Wednesday, June 3, 2009

17th and 18th Century Astronomy and Isaac Newton

Wednesday, June 3, 2009
http://www.wikio.com
The interest in astronomy and physics that followed the work of Galileo burst into full flower in the work of Isaac Newton (1642-177). Newton's work was so great that he has become an almost legendary figure. The stories told about him - such as he was led to his theory of gravitation an apple fall in his garden- are not only untrue but they obscure Newton's great reasoning powers. At Cambridge University, newton very early showed himself to be a mathematical genius, and all his discoveries except in optics were primarily mathematical in their nature.

What Newton had done was to find the mathematical method, the calculus to open the door to modern physics. With it he showed that the laws of falling bodies that Galileo had discovered would apply to the whole universe in such a way as to agree with Kepler's laws.

In 1664 by means of a few glass prisms and a series of simple experiments, Newton showed that white light is really a combination of colored light of the spectrum and that light travels in straight lines. From these results he invented a new type of reflecting telescope.

Robert Boyle (1627-1691) had shown the value of experiment in studying the physical properties of gases. After the invention of the barometer by Evangelista Toricelli, he experimented on pressure of the atmosphere. Boyle and his assistant Robert Hooke built air pump with which they were able to produce a high vacuum. With this, Boyle conducted experiments that enabled him to determine the weight of the atmosphere. Further experiments gave him the relation between the volume and pressure of a gas, and established the rule that bears his name- Boyle's law. Some of his other work, however, had caused a lack of faith in the three-element theory, and it was replaced by the phlogiston theory of Johann Joachim Becher (1635-1682). This theory held that all metals are made up of calx (dust) plus phlogiston, and when the metal is heated the phlogiston is driven off and the calx is left.
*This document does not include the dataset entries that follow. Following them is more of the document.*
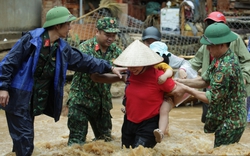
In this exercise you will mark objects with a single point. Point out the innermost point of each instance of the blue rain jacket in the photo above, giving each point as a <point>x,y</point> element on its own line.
<point>18,67</point>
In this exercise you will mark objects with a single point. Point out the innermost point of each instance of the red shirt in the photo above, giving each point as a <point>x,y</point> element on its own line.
<point>144,95</point>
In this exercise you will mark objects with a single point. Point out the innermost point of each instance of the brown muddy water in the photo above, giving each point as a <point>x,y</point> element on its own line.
<point>186,137</point>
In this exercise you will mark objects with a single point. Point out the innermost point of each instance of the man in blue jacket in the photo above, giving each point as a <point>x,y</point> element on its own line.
<point>32,76</point>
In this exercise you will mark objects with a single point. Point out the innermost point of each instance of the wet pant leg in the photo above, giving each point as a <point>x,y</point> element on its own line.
<point>204,112</point>
<point>77,124</point>
<point>102,125</point>
<point>21,129</point>
<point>134,134</point>
<point>229,136</point>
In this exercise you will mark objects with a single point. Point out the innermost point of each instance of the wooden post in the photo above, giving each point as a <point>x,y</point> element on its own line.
<point>182,20</point>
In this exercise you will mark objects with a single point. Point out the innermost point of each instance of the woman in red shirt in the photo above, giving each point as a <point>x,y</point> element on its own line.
<point>144,95</point>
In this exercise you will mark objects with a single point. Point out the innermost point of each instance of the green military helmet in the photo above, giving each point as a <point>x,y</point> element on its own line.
<point>58,15</point>
<point>218,33</point>
<point>108,24</point>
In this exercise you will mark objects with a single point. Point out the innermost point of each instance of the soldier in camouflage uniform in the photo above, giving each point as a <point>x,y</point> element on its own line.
<point>33,75</point>
<point>90,96</point>
<point>227,112</point>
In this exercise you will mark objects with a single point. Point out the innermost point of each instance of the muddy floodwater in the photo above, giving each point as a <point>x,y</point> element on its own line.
<point>186,137</point>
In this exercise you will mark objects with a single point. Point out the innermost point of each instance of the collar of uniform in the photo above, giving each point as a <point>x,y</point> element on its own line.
<point>46,40</point>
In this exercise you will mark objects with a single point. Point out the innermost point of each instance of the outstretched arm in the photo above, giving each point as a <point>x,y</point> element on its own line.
<point>194,83</point>
<point>196,93</point>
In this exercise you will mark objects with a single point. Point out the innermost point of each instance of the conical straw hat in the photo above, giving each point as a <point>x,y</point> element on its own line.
<point>137,54</point>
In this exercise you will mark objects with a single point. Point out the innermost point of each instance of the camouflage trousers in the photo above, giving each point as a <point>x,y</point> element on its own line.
<point>228,136</point>
<point>78,118</point>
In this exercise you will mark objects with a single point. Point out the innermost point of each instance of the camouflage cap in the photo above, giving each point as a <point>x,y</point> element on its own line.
<point>108,24</point>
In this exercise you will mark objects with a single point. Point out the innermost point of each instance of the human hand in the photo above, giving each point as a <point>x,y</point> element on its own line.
<point>182,73</point>
<point>162,79</point>
<point>4,98</point>
<point>118,71</point>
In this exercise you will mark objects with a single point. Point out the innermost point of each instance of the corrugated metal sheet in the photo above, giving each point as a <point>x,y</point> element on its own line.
<point>19,15</point>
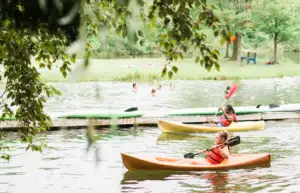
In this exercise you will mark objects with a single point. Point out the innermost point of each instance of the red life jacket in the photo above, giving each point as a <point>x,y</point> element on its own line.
<point>225,122</point>
<point>215,156</point>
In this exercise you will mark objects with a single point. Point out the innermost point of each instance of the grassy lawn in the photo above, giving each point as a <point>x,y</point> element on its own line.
<point>118,70</point>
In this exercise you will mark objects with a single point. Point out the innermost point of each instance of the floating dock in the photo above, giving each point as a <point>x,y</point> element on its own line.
<point>150,119</point>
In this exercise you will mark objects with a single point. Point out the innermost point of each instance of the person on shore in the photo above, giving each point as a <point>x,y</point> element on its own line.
<point>271,61</point>
<point>227,117</point>
<point>218,152</point>
<point>153,92</point>
<point>159,87</point>
<point>134,87</point>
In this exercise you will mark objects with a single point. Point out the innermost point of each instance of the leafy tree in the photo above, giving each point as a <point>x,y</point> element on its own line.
<point>236,15</point>
<point>277,19</point>
<point>34,35</point>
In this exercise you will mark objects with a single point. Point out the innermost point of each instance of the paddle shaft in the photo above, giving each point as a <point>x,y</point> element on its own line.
<point>208,149</point>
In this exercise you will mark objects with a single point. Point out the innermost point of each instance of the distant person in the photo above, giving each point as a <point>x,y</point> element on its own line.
<point>134,87</point>
<point>159,87</point>
<point>153,92</point>
<point>271,61</point>
<point>227,117</point>
<point>171,86</point>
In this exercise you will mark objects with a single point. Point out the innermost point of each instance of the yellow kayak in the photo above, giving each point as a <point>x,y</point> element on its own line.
<point>179,164</point>
<point>173,126</point>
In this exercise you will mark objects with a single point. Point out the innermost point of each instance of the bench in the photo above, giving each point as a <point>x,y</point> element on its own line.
<point>251,56</point>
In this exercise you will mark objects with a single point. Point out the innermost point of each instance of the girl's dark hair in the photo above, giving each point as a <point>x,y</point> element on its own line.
<point>223,134</point>
<point>230,108</point>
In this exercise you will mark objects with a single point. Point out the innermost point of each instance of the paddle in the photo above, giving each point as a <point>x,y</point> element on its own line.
<point>271,106</point>
<point>131,109</point>
<point>230,142</point>
<point>229,93</point>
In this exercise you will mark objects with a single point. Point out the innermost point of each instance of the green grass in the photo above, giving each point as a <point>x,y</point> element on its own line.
<point>117,70</point>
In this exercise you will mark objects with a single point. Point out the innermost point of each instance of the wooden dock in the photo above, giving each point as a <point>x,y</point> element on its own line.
<point>59,123</point>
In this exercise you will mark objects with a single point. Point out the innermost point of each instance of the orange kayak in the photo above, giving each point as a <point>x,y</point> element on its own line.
<point>180,164</point>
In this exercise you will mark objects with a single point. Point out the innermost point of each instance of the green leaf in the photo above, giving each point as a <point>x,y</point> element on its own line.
<point>73,58</point>
<point>174,69</point>
<point>222,41</point>
<point>164,72</point>
<point>64,74</point>
<point>180,56</point>
<point>166,45</point>
<point>170,74</point>
<point>197,59</point>
<point>140,33</point>
<point>216,33</point>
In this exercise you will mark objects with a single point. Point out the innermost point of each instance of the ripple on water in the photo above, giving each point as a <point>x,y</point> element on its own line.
<point>67,166</point>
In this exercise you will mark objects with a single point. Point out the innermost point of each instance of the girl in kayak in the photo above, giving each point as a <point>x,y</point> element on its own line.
<point>134,87</point>
<point>227,117</point>
<point>218,152</point>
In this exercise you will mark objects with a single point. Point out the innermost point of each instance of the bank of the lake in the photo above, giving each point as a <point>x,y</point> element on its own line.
<point>149,69</point>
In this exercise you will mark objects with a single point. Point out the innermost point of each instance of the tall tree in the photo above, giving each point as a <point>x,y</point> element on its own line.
<point>278,19</point>
<point>35,33</point>
<point>236,14</point>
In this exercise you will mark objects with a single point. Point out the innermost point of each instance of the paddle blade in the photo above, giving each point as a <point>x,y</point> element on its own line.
<point>233,141</point>
<point>131,109</point>
<point>189,155</point>
<point>273,106</point>
<point>231,91</point>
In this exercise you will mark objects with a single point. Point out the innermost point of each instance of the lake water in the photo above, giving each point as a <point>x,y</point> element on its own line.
<point>66,166</point>
<point>186,94</point>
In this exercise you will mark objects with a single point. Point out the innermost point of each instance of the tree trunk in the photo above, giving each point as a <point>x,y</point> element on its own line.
<point>275,47</point>
<point>236,52</point>
<point>227,50</point>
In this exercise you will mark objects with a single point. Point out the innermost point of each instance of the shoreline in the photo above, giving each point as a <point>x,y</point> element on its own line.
<point>149,69</point>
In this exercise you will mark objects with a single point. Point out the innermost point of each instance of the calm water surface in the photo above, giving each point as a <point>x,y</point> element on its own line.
<point>66,166</point>
<point>186,94</point>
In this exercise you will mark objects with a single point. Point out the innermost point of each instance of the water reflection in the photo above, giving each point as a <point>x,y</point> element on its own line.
<point>66,166</point>
<point>187,94</point>
<point>179,137</point>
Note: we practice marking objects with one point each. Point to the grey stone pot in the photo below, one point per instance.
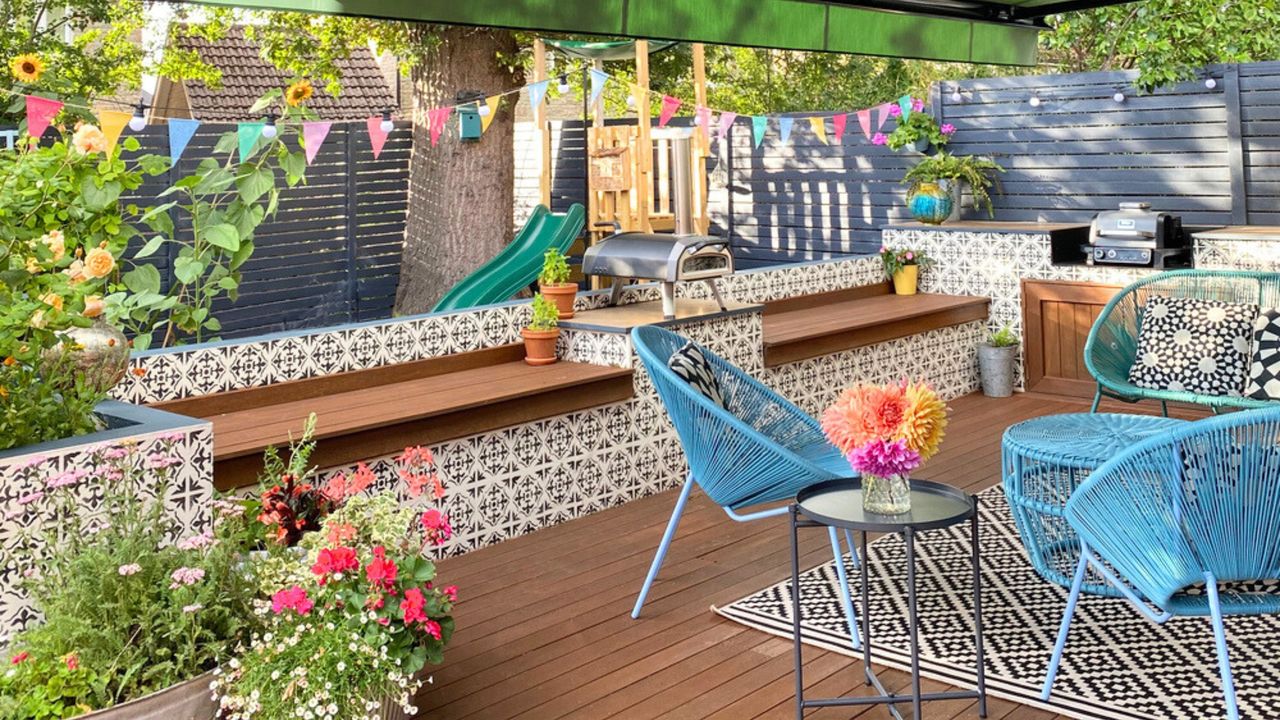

By means of this theory, chemists were able to give a satisfactory explanation of many chemical facts, and it led to two things: a more detailed study of the nature of gases and their reactions with other substances, and renewed efforts to decide just what a chemical element is.

Boyle's Air Pump:

The spherical chamber is to be exhausted of air. The bottle-shaped device below is a cylinder open at the bottom, in which a close-fitting plunger works vertically. The plunger, operated by a hand crank, pulls air down from the upper chamber. On the upstroke the air in the cylinder is let out through the down pointing system on the upper rim of the cylinder. The exhausted chamber can be sealed off by the stopcocks.